The big news from Tuesday morning, however, was the 50% reduction in the company’s quarterly dividend from $0.63 to $0.315 per ADS. While the dividend cut was, perhaps, inevitable, it represents a bright line between a hydrocarbons-focused strategy and the company’s pivot to a focus on low-carbon energy. BP also noted that it expects to return 60% of “surplus cash” in share buybacks.
Replacement cost (RC) loss totaled $17.7 billion, compared to an RC profit of $1.8 billion in the year-ago quarter. BP’s underlying (adjusted) RC loss for the quarter was $6.7 billion, including a noncash write-off of $6.5 billion related to a review of the company’s long-term strategic plans, along with lower prices for oil and natural gas, weak refining margins, lower production and reduced demand. The company’s oil trading business delivered “an exceptionally strong result” to help offset the losses.
Second-quarter noncash impairment charges totaled $11.1 billion in the quarter primarily related to reduced assumptions for the price of oil and gas. The charges also include the completion of its 49% interest in the Trans Alaska Pipeline System, announced last August.
Upstream production fell by 3.8% year over year in the second quarter to 2.5 million barrels of oil equivalent per day. The company expects 2020 global demand for oil to be 8 million to 9 million barrels a day below 2019 levels. BP also noted that the COVID-19 pandemic threatens “weaker demand for energy for a sustained period.” Costs directly attributable to the pandemic totaled around $200 million in the quarter.
Net debt declined to $40.9 billion in the quarter, and BP said it had around $47 billion in available liquidity at the end of the quarter.
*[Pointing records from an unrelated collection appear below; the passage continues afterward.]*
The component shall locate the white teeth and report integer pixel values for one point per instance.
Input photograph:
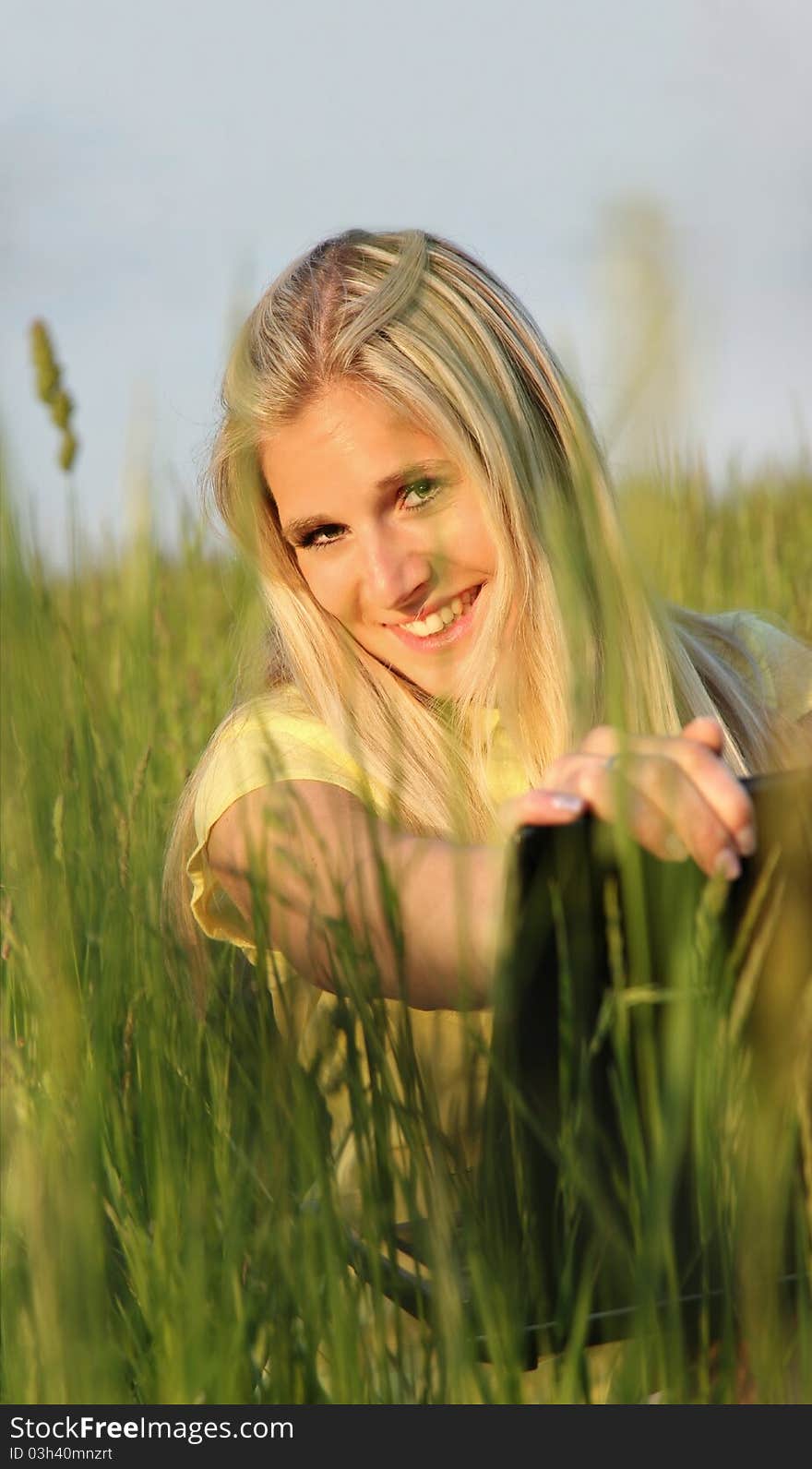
(441, 619)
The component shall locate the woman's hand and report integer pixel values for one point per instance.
(678, 796)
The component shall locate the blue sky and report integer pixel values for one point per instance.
(163, 161)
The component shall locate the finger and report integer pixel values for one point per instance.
(661, 806)
(695, 752)
(686, 813)
(541, 808)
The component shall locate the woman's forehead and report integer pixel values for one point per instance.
(347, 431)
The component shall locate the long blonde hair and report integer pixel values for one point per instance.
(419, 322)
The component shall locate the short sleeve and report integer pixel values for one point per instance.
(268, 741)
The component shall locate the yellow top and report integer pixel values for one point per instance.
(275, 737)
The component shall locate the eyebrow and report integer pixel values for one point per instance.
(298, 529)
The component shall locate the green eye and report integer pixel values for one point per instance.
(424, 489)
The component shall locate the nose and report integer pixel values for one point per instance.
(397, 573)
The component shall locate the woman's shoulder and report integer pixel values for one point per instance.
(269, 737)
(772, 660)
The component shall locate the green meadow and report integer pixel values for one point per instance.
(171, 1224)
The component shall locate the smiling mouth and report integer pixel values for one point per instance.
(436, 630)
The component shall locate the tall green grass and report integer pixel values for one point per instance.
(172, 1231)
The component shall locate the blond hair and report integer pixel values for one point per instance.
(416, 320)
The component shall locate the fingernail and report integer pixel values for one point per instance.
(727, 866)
(746, 841)
(563, 801)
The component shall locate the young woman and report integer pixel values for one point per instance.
(459, 645)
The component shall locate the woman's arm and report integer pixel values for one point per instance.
(322, 866)
(322, 856)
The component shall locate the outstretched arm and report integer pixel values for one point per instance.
(323, 855)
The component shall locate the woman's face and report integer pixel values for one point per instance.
(388, 532)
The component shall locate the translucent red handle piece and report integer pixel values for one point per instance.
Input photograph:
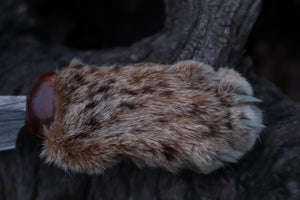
(40, 105)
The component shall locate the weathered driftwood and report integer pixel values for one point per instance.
(211, 31)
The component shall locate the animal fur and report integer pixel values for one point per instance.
(177, 116)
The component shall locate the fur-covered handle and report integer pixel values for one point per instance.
(177, 116)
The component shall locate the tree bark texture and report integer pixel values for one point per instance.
(211, 31)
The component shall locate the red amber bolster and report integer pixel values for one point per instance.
(40, 105)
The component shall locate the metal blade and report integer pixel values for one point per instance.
(12, 119)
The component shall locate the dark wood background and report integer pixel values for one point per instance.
(39, 36)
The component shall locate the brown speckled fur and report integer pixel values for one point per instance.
(170, 116)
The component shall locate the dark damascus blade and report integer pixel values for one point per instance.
(12, 119)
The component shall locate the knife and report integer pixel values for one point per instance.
(34, 111)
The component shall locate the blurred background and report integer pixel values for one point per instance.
(273, 44)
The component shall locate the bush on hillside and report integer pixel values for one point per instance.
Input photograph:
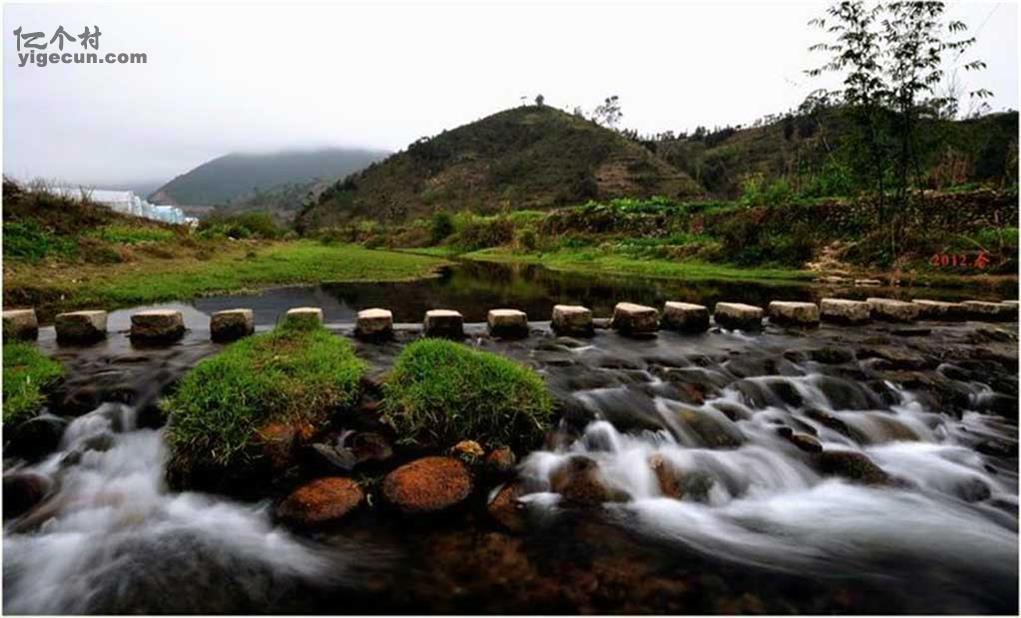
(441, 392)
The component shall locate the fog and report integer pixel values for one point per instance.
(249, 78)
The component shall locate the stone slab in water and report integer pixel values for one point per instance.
(796, 314)
(20, 324)
(444, 323)
(374, 324)
(843, 311)
(81, 327)
(685, 317)
(508, 324)
(572, 320)
(738, 316)
(230, 325)
(937, 310)
(631, 319)
(157, 326)
(892, 311)
(303, 315)
(981, 310)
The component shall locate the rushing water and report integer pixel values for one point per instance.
(760, 529)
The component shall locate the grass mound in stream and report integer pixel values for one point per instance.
(440, 392)
(27, 375)
(262, 391)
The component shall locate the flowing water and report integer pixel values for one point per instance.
(757, 526)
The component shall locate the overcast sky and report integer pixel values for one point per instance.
(230, 78)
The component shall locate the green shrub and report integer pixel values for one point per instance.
(297, 374)
(27, 375)
(440, 392)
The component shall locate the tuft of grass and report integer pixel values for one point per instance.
(440, 392)
(298, 374)
(27, 375)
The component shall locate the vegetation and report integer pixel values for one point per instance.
(298, 375)
(440, 392)
(27, 376)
BP plans to increase its low-carbon investments 10-fold to around $5 billion annually by “building out an integrated portfolio of low carbon technologies, including renewables, bioenergy and early positions in hydrogen and CCUS [carbon capture, utilization, and storage].”
By 2030, the company plans to have developed about 50 gigawatts of net renewable generating capacity, a 20-fold increase. Oil and gas production is expected to fall by a million barrels a day, about 40% of current production, over the same period. The company also plans to cut carbon emissions by up to 40% in its upstream production operations.
Except for the dividend cut, the bad news for the quarter had already been revealed. The dose of reality that BP has swallowed, while disappointing, has not sent investors scurrying for the exits. In London, the shares traded up more than 6%. In premarket trading in New York, the ADSs traded up about 5.5% at $23.29, in a 52-week range of $15.51 to $40.08. The halving of BP’s dividend will reduce the yield to around 5% based on last night’s closing price of $22.09.